« à la mémoire de Jean-Pierre ARRIGNON » par Mme Ekaterina Narochnitskaya, directrice de recherches à l’Institut de l’Europe de l’Académie des sciences de Russie ; directrice du Centre d’analyses a la Fondation “Perspective Historique” (Moscou), rédactrice en chef de la revue en ligne “Perspektivy”

Radio Courtoisie, Libre journal des historiens du 24 mai 2023

Le professeur Jean-Pierre Arrignon était une personnalité tout à fait remarquable dans le monde académique et à plusieurs titres. Chercheur réputé, incomparable orateur, homme de grande culture intellectuelle, il se distinguait par son espritouvert, humaniste et véritablement universaliste. Sa vision du monde dépassait de loin l’optique occidentaliste. Il considérait diverses trajectoires historiques sans préjugés dogmatiques. Il savait percevoir leurs significations singulières, leurs apports particuliers à la civilisation universelle. Il cherchait à comprendre l’âme des peuples, l’âme des civilisations. Et il avait le courage d’élever sa voix à contresens de la pensée unique.

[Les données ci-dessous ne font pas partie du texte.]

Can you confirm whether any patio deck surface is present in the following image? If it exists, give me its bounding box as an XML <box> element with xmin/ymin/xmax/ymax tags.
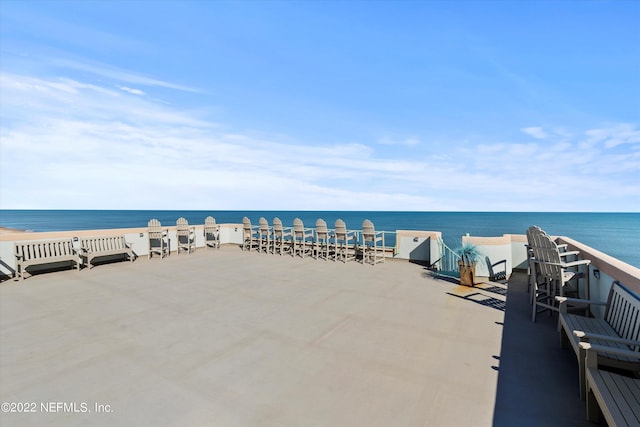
<box><xmin>0</xmin><ymin>246</ymin><xmax>590</xmax><ymax>426</ymax></box>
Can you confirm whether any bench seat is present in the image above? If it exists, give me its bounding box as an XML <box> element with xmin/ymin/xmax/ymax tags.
<box><xmin>580</xmin><ymin>342</ymin><xmax>640</xmax><ymax>426</ymax></box>
<box><xmin>557</xmin><ymin>281</ymin><xmax>640</xmax><ymax>399</ymax></box>
<box><xmin>14</xmin><ymin>239</ymin><xmax>82</xmax><ymax>280</ymax></box>
<box><xmin>80</xmin><ymin>236</ymin><xmax>134</xmax><ymax>269</ymax></box>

Médiéviste par formation, maîtrisant le slavon et la langue russe, le professeur Arrignon est devenu un spécialiste reconnu du monde slave et orthodoxe de différentes époques. Par ailleurs, il portait toujours un intérêt vibrant et inlassable aux développements actuels à travers la planète, a la géopolitique contemporaine. Quant à la Russie, Jean-Pierre Arrignon s’est voué à l’étudier en profondeur, intégralité et continuité, des origines à nos jours.

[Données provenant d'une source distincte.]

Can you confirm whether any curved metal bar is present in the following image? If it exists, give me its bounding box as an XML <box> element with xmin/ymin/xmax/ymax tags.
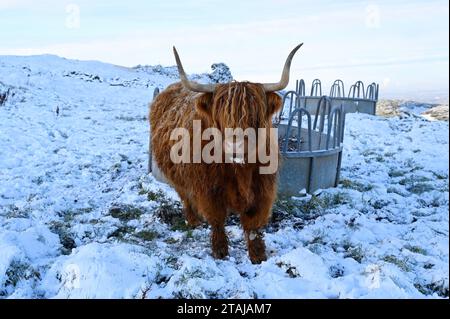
<box><xmin>311</xmin><ymin>79</ymin><xmax>322</xmax><ymax>96</ymax></box>
<box><xmin>278</xmin><ymin>91</ymin><xmax>298</xmax><ymax>123</ymax></box>
<box><xmin>282</xmin><ymin>108</ymin><xmax>312</xmax><ymax>154</ymax></box>
<box><xmin>296</xmin><ymin>79</ymin><xmax>306</xmax><ymax>96</ymax></box>
<box><xmin>330</xmin><ymin>79</ymin><xmax>345</xmax><ymax>97</ymax></box>
<box><xmin>366</xmin><ymin>82</ymin><xmax>378</xmax><ymax>101</ymax></box>
<box><xmin>348</xmin><ymin>81</ymin><xmax>366</xmax><ymax>99</ymax></box>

Cette approche intégrale, au sens temporel, mais aussi thématique et méthodologique, est une des particularités de son dernier grand ouvrage « Une histoire de la Russie » face à d’autres exposés généralisés sur ce sujet. Dense et concis en même temps, ce livre-testament contient d’importants messages sur le plan historico-philosophique, analytique et politique. La formule « la Fille ainée de Constantinople » appliquée par le professeur Arrignon à la Russie est beaucoup plus qu’une métaphore. Il s’agit d’un concept, qui donne à l’héritage byzantin dans l’histoire russe une dimension nouvelle par rapport aux stéréotypes existants. Ce volume et les autres œuvres principales du professeur Arrignon resteront des lectures de référence pour tout étudiant francophone du monde russe.

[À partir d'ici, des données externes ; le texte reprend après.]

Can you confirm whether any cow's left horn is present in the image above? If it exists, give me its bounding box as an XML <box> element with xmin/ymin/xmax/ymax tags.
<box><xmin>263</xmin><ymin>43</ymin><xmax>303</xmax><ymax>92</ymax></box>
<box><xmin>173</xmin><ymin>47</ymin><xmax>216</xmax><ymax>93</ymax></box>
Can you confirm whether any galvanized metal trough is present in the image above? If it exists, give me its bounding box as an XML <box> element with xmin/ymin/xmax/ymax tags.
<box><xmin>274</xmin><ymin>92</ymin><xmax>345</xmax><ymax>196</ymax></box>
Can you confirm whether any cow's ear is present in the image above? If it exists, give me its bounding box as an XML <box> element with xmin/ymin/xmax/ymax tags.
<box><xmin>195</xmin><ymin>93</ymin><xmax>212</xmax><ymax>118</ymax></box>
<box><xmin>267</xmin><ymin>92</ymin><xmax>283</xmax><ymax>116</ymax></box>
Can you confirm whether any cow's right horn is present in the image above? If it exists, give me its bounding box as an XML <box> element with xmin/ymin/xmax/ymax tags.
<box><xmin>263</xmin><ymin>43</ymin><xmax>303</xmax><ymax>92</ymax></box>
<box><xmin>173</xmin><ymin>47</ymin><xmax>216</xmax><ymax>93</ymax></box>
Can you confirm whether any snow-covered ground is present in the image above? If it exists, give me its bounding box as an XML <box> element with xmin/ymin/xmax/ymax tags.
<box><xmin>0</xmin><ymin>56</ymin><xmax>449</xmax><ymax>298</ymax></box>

L’héritage intellectuel de cet historien d’esprit profond et de vastes connaissances devient encore plus pertinent dans le contexte actuel extrêmement tendu. Sur le sujet brulant qui domine désormais l’agenda international, j’évoquerai aussi l’entretien avec Jean-Pierre Arrignon « D’où vient et où va la Russie ? », publié il y a 8 ans par « La Nouvelle Revue d’Histoire». Quant au testament politique du professeur, il est résumé dans les lignes finales de son dernier ouvrage.  

Parmi les qualités humaines de Jean-Pierre Arrignon je noterai d’abord une rare délicatesse et le respect présumé envers les autres. Sa phrase : « Je n’ai pas le monopole de vérité. Personne ne l’a » devrait nous guider tous dans nos controverses et conflits… Lui, il préférait et savait promouvoir ses propres convictions à travers analyses fondées et dialogue.

Mais ce qui me fascinait le plus chez Jean-Pierre, c’étaient sa passion pour la vie et surtout son optimisme existentiel.  Cet optimisme, il le gardait tout en partageant des profondes inquiétudes par rapport aux mutations culturelles, sociétales et géopolitiques de notre temps. Son enthousiasme historique, qui n’avait rien de laxiste, était du genre supérieur. Il puisait sa force dans la foi chrétienne, qui lui donnait une confiance fondamentale en nature humaine. Dans celle-ci Jean-Pierre Arrignon voyait – malgré tout – l’icône de Dieu.